Why can't I see the Copilot button in Excel?

The most common reasons are: your Microsoft 365 subscription does not include the Copilot add-on, the feature has not been assigned to your account by your admin, or your data is not formatted as an Excel Table. Check with your Microsoft 365 admin to confirm license assignment. Then format your data using Ctrl+T before opening the Copilot panel.

How do I format data for Copilot in Excel?

Select your data range and press Ctrl+T on Windows (Cmd+T on Mac). Check 'My table has headers' and confirm the range. Before converting, remove merged cells, blank rows inside the data, and ensure each column has a single consistent data type. Copilot requires this table structure to interpret your prompts reliably.

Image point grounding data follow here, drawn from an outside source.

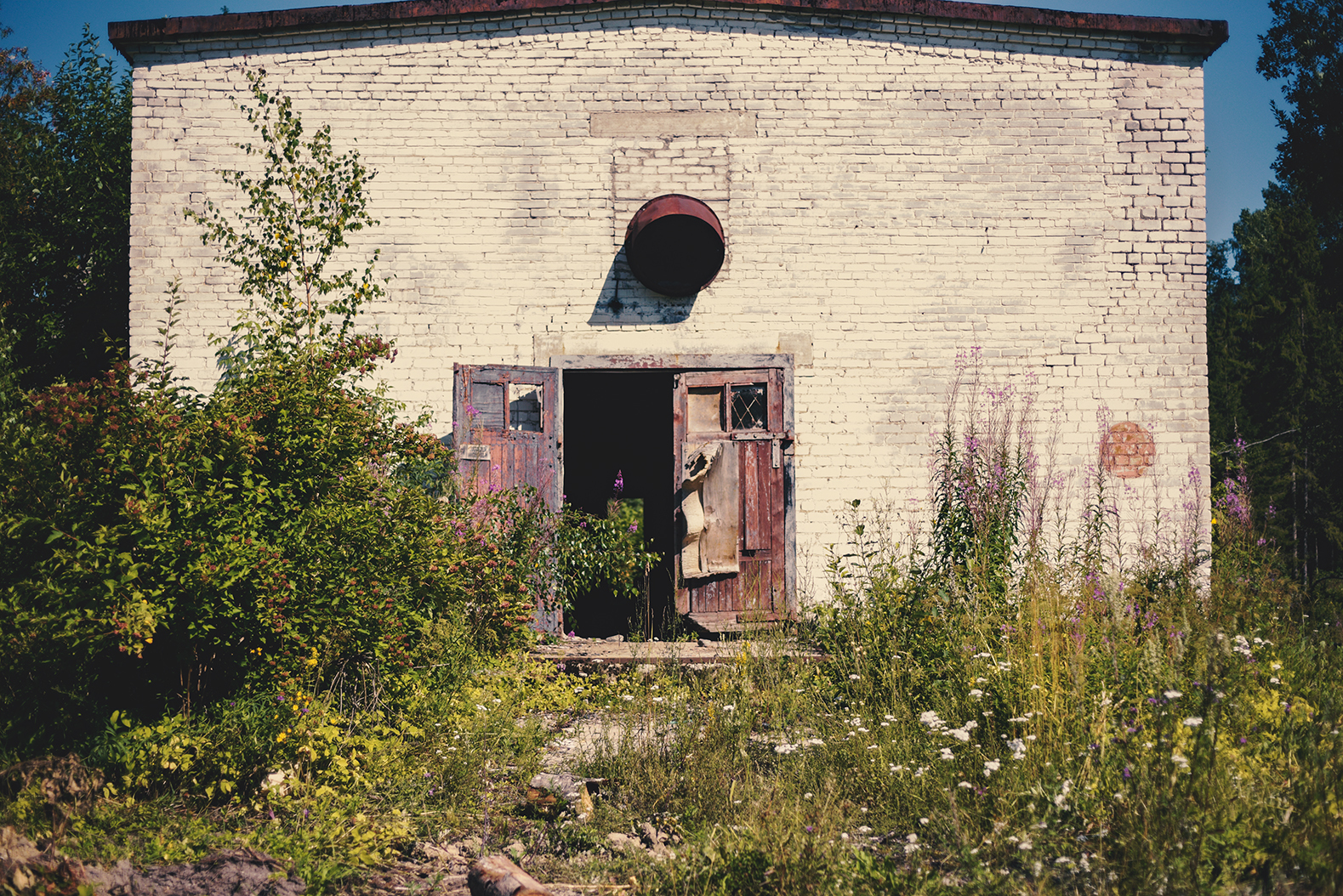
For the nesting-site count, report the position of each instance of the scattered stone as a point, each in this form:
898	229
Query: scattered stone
433	852
623	842
561	784
276	782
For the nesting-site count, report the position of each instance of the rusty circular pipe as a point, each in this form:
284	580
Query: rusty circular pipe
674	244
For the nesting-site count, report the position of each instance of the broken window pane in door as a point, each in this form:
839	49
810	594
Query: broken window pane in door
704	408
748	406
524	406
487	404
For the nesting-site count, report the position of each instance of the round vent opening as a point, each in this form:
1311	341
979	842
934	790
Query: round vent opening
674	244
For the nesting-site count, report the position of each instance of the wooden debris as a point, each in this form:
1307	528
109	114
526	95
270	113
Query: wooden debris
498	876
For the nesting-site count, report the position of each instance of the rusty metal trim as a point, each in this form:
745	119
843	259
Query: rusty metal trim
1209	34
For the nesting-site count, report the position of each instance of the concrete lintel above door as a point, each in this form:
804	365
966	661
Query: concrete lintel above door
670	361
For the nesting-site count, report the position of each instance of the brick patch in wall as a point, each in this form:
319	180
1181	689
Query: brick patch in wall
1127	450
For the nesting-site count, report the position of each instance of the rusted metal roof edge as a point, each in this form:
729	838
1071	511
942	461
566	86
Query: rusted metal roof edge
1208	34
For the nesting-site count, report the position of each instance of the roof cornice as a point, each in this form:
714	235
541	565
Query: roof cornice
1205	34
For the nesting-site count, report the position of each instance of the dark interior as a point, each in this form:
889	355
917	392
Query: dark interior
676	255
621	422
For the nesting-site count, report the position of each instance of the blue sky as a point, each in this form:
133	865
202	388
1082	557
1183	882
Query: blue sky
1241	132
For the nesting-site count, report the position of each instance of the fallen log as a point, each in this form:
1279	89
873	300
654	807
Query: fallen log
498	876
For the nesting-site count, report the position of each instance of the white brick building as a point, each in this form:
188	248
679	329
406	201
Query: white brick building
896	181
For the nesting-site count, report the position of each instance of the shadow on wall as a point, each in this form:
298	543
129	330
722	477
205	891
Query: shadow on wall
626	302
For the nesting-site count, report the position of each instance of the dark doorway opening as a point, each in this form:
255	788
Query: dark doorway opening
619	422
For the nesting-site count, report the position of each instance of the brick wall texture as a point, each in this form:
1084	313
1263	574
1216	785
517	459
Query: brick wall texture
895	190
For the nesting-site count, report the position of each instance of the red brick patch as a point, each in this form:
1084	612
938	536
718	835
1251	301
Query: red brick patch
1127	450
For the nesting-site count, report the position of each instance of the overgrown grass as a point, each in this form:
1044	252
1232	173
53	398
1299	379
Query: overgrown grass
999	710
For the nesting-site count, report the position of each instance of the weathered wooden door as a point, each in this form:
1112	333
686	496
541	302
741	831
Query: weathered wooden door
507	432
730	445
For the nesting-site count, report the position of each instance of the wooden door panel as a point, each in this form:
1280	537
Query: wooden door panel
744	411
507	434
505	443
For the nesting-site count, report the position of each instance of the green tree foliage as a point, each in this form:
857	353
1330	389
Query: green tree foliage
1304	46
65	213
1275	330
299	213
162	550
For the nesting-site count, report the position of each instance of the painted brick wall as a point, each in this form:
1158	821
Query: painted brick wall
895	192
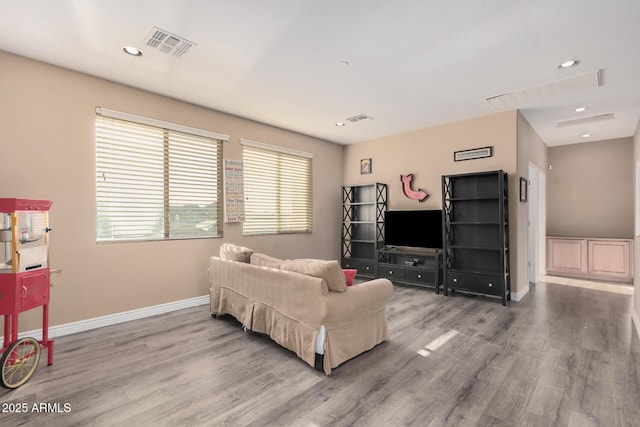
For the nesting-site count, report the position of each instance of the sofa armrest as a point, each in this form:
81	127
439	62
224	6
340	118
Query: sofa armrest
370	296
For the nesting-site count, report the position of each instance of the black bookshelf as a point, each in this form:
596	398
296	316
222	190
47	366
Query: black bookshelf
362	235
476	234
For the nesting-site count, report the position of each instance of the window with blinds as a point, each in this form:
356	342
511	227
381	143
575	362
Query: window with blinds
277	187
154	182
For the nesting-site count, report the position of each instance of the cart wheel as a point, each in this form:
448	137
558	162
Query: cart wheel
19	362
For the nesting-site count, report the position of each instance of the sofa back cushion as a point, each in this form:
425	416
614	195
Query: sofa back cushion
330	271
265	260
232	252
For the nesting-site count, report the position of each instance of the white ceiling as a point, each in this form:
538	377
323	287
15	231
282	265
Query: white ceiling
412	63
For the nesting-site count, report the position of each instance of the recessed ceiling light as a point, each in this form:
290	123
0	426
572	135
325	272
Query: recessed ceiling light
569	64
133	51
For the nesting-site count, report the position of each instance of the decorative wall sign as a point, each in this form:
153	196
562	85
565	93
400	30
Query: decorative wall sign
523	189
365	166
233	191
475	153
419	195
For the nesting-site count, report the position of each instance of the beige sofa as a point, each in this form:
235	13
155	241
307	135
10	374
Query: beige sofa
303	305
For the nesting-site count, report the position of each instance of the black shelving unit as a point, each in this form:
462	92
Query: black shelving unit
362	235
476	234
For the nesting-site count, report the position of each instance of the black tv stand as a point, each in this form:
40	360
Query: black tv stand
413	266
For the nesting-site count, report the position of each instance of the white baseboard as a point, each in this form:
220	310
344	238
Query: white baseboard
636	320
114	319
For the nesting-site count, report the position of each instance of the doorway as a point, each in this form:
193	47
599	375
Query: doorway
537	227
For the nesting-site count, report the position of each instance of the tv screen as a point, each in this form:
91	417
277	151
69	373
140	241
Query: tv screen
415	228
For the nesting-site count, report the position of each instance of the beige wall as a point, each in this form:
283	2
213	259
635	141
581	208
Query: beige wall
47	147
428	154
636	252
590	189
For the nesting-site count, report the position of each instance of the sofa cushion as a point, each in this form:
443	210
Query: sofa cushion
330	271
265	260
232	252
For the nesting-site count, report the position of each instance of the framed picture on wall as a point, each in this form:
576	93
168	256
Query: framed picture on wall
365	166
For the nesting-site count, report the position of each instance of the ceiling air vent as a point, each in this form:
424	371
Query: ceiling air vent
584	120
359	118
167	42
540	95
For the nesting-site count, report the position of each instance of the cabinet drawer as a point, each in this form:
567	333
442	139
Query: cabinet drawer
484	284
33	291
391	272
365	268
420	276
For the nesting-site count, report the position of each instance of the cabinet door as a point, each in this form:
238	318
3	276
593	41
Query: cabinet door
34	290
610	258
479	283
566	256
427	277
391	272
365	268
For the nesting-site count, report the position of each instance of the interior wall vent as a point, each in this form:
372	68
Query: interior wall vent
542	94
167	42
584	120
359	117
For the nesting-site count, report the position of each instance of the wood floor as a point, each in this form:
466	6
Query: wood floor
563	356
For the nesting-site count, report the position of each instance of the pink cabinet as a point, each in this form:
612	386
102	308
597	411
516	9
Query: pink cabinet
591	258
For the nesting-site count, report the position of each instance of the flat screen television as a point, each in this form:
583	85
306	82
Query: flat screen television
413	228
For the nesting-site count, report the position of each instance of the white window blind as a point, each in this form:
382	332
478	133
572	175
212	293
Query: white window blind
155	183
278	190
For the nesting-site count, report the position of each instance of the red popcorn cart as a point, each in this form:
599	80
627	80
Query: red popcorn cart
24	285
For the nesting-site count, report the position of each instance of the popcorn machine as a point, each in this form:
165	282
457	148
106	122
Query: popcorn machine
24	285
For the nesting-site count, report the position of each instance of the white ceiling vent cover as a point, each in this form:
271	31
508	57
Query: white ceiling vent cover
539	95
359	118
581	121
167	42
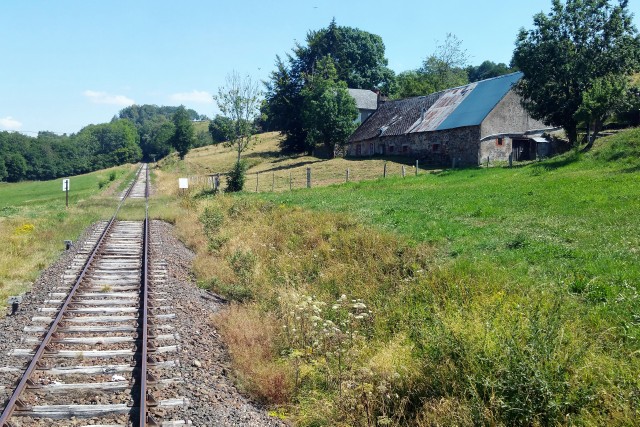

What are the data size limits for Copilot in Excel?

Copilot in Excel works reliably with tables of hundreds to several thousand rows. For very large datasets, performance degrades and Copilot may only sample the first 50 rows in certain query types. Users in Microsoft community forums report inconsistent behavior above 100,000 rows. For large-scale analysis, use a dedicated BI tool rather than Copilot in Excel.

Can Copilot in Excel analyze data across multiple sheets or tables?

No. Copilot in Excel operates on one table at a time within a single sheet. If your data is split across multiple sheets or multiple tables, you need to consolidate it into a single table before using Copilot. There is no cross-sheet or cross-table query capability in the current version.